Under these, the number of regular tax offices has been reduced to eight, each based in Slovakia’s eight regional centres, plus one specialised tax office to serve selected taxpayers. The previous network of tax offices has been more or less replaced by a network of tax office branches and contact points. The government has promised that the reorganisation will not have any negative impact on taxpayers’ access to services. On the contrary, it claims that the new scheme is more client-friendly, with longer opening hours – 9:00 to 17:00 Monday to Thursday and 9:00 to 14:00 on Fridays – along with new client zones. The latter should allow taxpayers to settle all their tax-related issues in one place. The zones have been designed in a similar way to their counterparts in commercial banks, so that taxpayers have to interact with as few tax office employees as possible and can thus settle their affairs quickly.
“The optimisation of the network of tax offices is one of the steps in the reform that is focused on raising [offices’] effectiveness as well as the level of services provided to taxpayers,” Ivana Vilčeková, from the tax administration, told the Hospodárske Noviny daily.
The government hopes that these changes will make collection of taxes more effective and prevent tax evasion, especially in indirect taxes like value added tax (VAT) and excise duties. Experts estimate that tax evasion in Slovakia accounts for as much as one third of tax due, according to Hospodárske Noviny.
Another part of the reform of the tax and customs administration is the introduction of new unique identification numbers that will serve as a personal account number that a taxpayer will use. When paying tax, the differing prefix of the account will be used to distinguish individual types of taxes. The Tax Directorate announced these changes in the payment of taxes for about one million taxpayers during December.
The tax administration has also prepared a new, free, comprehensive form of electronic communication which will remove the need for paper records. This enables taxpayers to communicate with the tax administration electronically via a new application, the so-called unique identifier, which removes the need to purchase a guaranteed electronic signature.
The reform also obliges some taxpayers to communicate with the tax administration exclusively by electronic means. However, in late December parliament postponed the obligation for VAT payers to communicate exclusively by electronic means from January 1 to April 1, 2012.
Financial Administration
Following the reorganisation, the Financial Administration now comprises the Financial Directorate, tax offices, customs offices, the Criminal Office of the Financial Administration, and the Competence Centre of Financial Operations. Minister Mikloš stressed that the transformation of the tax offices is mostly an internal reform of the tax administration.
Igor Krnáč, the previous director-general of the Tax Directorate, has been appointed president of the Financial Administration, and remains director-general of the tax section.
Mária Machová, the previous director-general of the Customs Directorate will now serve as director-general of the customs section.
As part of the reorganisation of tax and customs offices, over 1,000 employees are being made redundant: 309 employees were due to be dismissed by the tax administration as of January 1, 2012, according to Krnáč. The redundancies represent a 5.6-percent cut in the number of tax administration employees. The number of managerial positions was reduced from 400 to 250. A major reduction was also planned for the customs bodies, with 779 people (14 percent) set to be dismissed.

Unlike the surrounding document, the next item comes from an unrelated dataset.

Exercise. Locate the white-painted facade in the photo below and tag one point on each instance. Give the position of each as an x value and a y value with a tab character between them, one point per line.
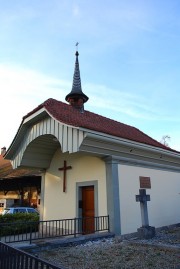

Minister Mikloš said that judging by the experience of a reduction in the workforce at the Finance Ministry a few years ago, such people are typically highly qualified and few of them will experience problems finding new jobs.
For now the government has not forecast any specific financial benefits expected to arise from the reform process; Krnáč has stated that the first numbers will be available after two years.
“It is very difficult to calculate the whole impact of the reforms given that we are only starting as of January 1,” said Krnáč in introducing the changes.
The reform of the tax and customs administration will continue with a second phase in 2013, which should see collection of taxes, customs and mandatory payroll levies united in a single system.